By Steve Goldstein

LONDON (Dow Jones) -- In a display of hostility toward a firm it mostly owns, Roche Holdings on Friday lowered its takeover bid for Genentech and took the offer directly to shareholders.

Roche (RHHBY), of Switzerland, said it's now offering $86.50 in cash per Genentech share, down from the $89 it had tabled in the summer. The new price represents a premium of less than 3% over the value of Genentech shares before the hostile deal was announced. The stock was trading down 3.6% at $81.09 by midday Friday.

Roche already owns 56% of the South San Francisco biotech, making the bid worth about $42.5 billion. A special committee representing Genentech (DNA) spurned the first Roche offer back in August.

"We are disappointed that the discussions over the last six months between Roche and the special committee of Genentech have not produced a negotiated agreement," said Roche's chairman, Franz Humer.

"We feel it is now time to give the Genentech minority shareholders the opportunity to decide on our offer.

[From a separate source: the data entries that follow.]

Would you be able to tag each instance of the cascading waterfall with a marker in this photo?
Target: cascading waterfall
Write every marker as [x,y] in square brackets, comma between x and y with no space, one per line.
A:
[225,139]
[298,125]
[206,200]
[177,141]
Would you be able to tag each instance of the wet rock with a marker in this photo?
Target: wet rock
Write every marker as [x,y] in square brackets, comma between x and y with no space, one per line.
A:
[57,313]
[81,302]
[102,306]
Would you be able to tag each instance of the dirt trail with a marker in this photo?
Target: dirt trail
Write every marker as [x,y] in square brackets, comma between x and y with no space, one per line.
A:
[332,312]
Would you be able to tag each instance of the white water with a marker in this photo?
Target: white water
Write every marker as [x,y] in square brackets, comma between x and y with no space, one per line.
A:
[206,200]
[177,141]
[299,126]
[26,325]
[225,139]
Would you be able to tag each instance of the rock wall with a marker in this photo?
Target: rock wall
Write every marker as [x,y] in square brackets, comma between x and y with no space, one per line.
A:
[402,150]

Especially in the current market environment the offer provides an opportunity for all public shareholders to achieve liquidity and to receive a fair price for all their shares."

Roche said the deal is conditional on the support of a majority of the minority holders as well as getting financing.

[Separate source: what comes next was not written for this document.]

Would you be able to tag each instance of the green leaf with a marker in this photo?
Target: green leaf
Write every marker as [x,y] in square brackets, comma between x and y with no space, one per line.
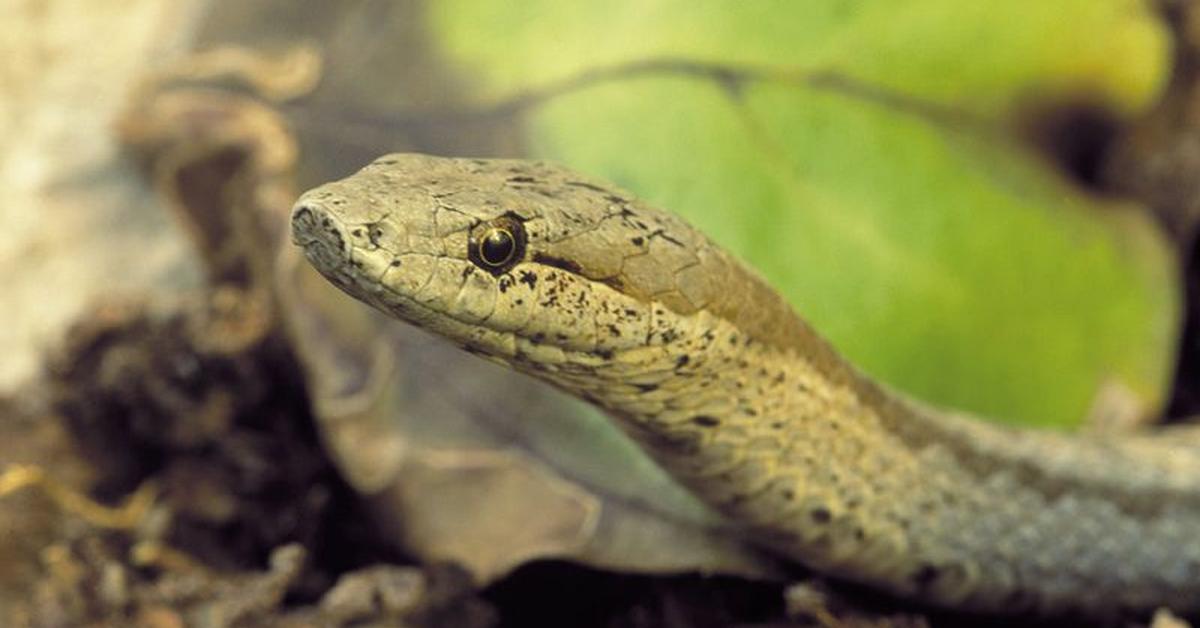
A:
[857,155]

Jason Zhang of BMO Capital Markets thinks it's unlikely that Genentech shareholders will go for the bid.

"We cannot imagine Genentech shareholders will tender their shares for less than 3% premium based on yesterday's close. So we think Roche's probability of success is small to zero," Zhang wrote in a note to clients.

Ian Somaiya of Thomas Weisel thinks a majority of Genentech investors might take the offer because of the risk facing the company leading into the report of its latest clinical trials of its cancer drug Avastin. Somaiya thinks negative trial data could push Genentech shares to the mid-$60 range.

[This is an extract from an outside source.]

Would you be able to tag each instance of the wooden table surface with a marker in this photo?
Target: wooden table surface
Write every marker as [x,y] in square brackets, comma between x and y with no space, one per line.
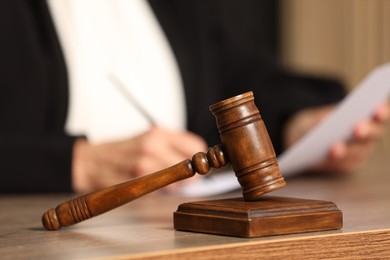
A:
[144,228]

"In the current environment, we expect investors to take the certainty of the Roche offer vs. hold out for 'something better,'" he wrote.

The credit crunch has seen several negotiated deals go by the wayside, though in this case Genentech never agreed in the first place.

At 80% ownership, Roche would be able to restructure Genentech in a way to cut costs across the combined business, Koch noted. Roche also would get access to Genentech's cash at that ownership threshold.

However, as with all hostile offers, there's the risk that the deal could alienate employees at Genentech, many of whom are key to the company's future success.

"Naturally an unfriendly offer bears the risk of losing key people, though the long-term benefits of having full access to Genentech is still appealing," said Karl-Heinz Koch, an analyst at Swiss broker Helvea.

Despite the hostile approach, Roche said it still wanted to "nurture" Genentech's culture and the firm would stay in the Bay Area. In fact, Roche's pharmaceutical commercial operations in the U.S. would be moved from Nutley, N.J. to Genentech's site in South San Francisco under the Swiss firm's plan.

Roche plans to finance the transaction by a combination of its own funds, commercial paper, bonds, as well as a traditional bank financing.

Greenhill is advising Roche. Goldman Sachs has advised the Genentech special committee.